The present study has been investigated to the consequence of the magnetic parameter, Grashof number, modified Grashof number, Prandtl number, thermal radiation parameter, Brownian motion parameter, thermophoresis parameter, heat generation parameter, Schmidt number, Biot number, stretching parameter, Lewis number, and chemical reaction parameter, respectively, over a stretching wedge of the magnetohydrodynamic (MHD) BL nanofluid flow. The main goal of this paper is to numerically investigate the nature of the MHD BL nanofluid flow along a stretching wedge-shaped surface with radiation, heat source, and chemical reaction parameters. The fundamental equations has been transformed into ordinary differential equations (ODEs) by the usual transformation. The numerical solutions are found by employing Runge-Kutta fourth-order method by exploiting symbolic software MATLAB via the shooting method.
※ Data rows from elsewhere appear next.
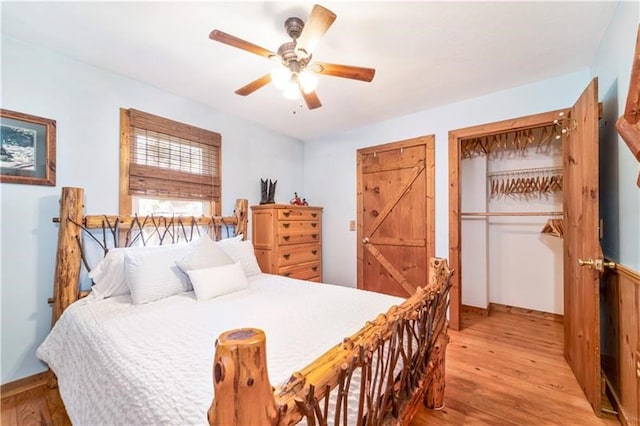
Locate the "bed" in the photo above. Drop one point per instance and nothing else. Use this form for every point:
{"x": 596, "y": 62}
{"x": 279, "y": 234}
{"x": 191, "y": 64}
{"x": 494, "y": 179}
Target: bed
{"x": 269, "y": 351}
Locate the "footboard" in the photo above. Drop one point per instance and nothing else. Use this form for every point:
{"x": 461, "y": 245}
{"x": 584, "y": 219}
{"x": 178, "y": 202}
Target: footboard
{"x": 379, "y": 375}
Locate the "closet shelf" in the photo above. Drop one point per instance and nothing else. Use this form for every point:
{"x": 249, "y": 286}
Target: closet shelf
{"x": 488, "y": 214}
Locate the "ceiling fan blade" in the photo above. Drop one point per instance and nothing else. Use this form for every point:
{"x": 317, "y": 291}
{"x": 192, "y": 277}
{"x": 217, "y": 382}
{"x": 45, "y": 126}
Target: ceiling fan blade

The novelty of the current study is implicated in the area of fluid dynamics to solve nonlinear differential equations numerically and is an important contribution to the field of nanofluids flow. Numerical solutions reveal that the concerned physical parameters lead to progress in the skin friction factor, rate of change of heat transfer as well as the rate of change of concentration. Brownian motion and thermophoresis parameters play a crucial role in the variation of temperature and concentration profiles and also in the development of thermal and concentration boundary layers.